El abuso de poder para prostituir alféreces es apenas la punta del iceberg en la degradación de la Policía, otro de cuyos expedientes deshonrosos la vincula con el narcotráfico. Pero la corrupción es, a su turno, sólo uno de los componentes que postran a esa institución en su peor crisis. Como la ausencia de toda vigilancia externa e independiente; y el abandono de su originaria condición civil para derivar en cuerpo armado de corte militar, a la manera del Ejército. Al punto que desprotegió la Policía al ciudadano, para darse a la guerra. Y transformó la solidaridad de cuerpo en encubrimiento generalizado de irregularidades, delitos y hasta asesinatos. Como el presumible de la cadete Lina Zapata en la Escuela General Santander, porque “sabía demasiado” sobre la Comunidad del Anillo, organización que el propio general Palomino habría tolerado. Para no mencionar el enriquecimiento ilícito del que se le sindica también.

Como si no bastara con la deshonra que mandos suyos le han infligido a la institución, la inminencia del posconflicto empieza a desnudar rivalidades entre el Ejército y la Policía. Si volviera ésta por sus fueros de cuna –seguridad ciudadana y lucha contra el crimen–; y si aquel se contrajera a los suyos –defensa del Estado y de las fronteras– pronto veríamos restablecerse la deseable división de funciones entre fuerzas que se había perdido. De las Bacrim, organización criminal del narcotráfico que opera en 491 municipios, se encargaría la Policía. Por el ELN, único remanente de insurgencia si no se allanara a la paz; y por una improbable guerra con Venezuela respondería el Ejército: poca cosa para tanto presupuesto y tantos hombres. He aquí una consecuencia del replanteamiento en doctrina y organización que la crisis y el posconflicto le demandan a la Policía Nacional.

Hoy cobra vigencia renovada  estudio de la Comisión para la reestructuración de la Policía, creada en 1993, y cuyas directrices reconstruye su coautor Álvaro Camacho (Violencia y conflicto en Colombia, Obra selecta, Univ. del Valle y de Los Andes). La comisión propende a devolverle a la Policía su carácter civil; a desprenderla de las Fuerzas Militares y del ministerio de Defensa; a eximirla de la lucha contrainsurgente y concentrarla en seguridad ciudadana; a despojarla del perfil militar que la incita a violar los derechos humanos y la aleja de la ciudadanía, en un país donde la permanente alteración del orden público convirtió a la Policía en agente de represión política.

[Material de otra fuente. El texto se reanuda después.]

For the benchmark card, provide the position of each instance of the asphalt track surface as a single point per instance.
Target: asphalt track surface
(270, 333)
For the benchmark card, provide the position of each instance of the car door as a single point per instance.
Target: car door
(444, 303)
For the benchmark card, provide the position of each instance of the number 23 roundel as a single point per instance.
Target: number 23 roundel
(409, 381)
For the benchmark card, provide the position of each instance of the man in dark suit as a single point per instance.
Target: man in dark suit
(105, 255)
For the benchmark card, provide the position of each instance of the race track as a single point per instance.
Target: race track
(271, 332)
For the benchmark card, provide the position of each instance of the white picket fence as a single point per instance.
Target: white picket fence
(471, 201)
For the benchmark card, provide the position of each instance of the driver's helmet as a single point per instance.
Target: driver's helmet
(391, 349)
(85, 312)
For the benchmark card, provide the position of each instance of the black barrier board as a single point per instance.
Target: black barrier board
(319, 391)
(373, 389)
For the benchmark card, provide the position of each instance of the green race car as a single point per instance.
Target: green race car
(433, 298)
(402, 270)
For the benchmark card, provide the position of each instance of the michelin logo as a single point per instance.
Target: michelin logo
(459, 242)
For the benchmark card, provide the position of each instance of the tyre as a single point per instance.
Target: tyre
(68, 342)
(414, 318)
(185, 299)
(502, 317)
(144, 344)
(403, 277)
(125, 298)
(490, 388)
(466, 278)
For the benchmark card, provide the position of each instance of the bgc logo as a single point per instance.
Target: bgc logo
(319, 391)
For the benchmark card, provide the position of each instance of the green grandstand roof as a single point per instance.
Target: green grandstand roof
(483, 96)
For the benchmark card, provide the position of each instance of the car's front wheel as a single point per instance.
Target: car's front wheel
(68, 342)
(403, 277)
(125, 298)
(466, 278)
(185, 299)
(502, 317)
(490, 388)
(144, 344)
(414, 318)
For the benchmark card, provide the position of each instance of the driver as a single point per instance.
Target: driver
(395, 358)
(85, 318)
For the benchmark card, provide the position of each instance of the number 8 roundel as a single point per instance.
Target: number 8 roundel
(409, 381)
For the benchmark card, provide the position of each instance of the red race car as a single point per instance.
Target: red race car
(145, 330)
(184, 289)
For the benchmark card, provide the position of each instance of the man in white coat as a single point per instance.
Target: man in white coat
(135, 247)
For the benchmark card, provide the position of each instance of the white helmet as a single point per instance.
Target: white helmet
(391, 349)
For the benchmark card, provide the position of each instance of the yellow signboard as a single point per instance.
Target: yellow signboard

Para Camacho, en la ambigüedad entre defensa del Estado y seguridad ciudadana terminó ésta avasallada por la guerra contrainsurgente, en la que proliferaron alianzas de policías con paramilitares que oficiaban como contraparte de la guerrilla. Resultó así la Policía involucrada en el conflicto armado, más allá de su función como agente del orden público. El Plan Colombia fundió en uno el ataque al narcotráfico y a la guerrilla: las Farc condensaron ambos objetivos.

Pero ahora, desaparecido el grupo armado, deberá la Policía sacudirse cometidos que la desnaturalizan. Además, si la paz ha de ser territorial, que se pliegue a la autoridad civil en las localidades, como lo ordena la Constitución. Y que se someta, como toda institución en una democracia, a control y vigilancia civil y ciudadana. El solo control interno, liviano y de yo con yo, ha probado su perversidad: casi siempre terminó por alimentar complicidades non-sanctas. Llegue pronto el día en que la ominosa Comunidad del Anillo y la noticia recurrente de policías sorprendidos en tráfico de cocaína sean vergüenzas del pasado. El día  en que la protección del ciudadano prevalezca sobre la guerra. Colombia lo reclama.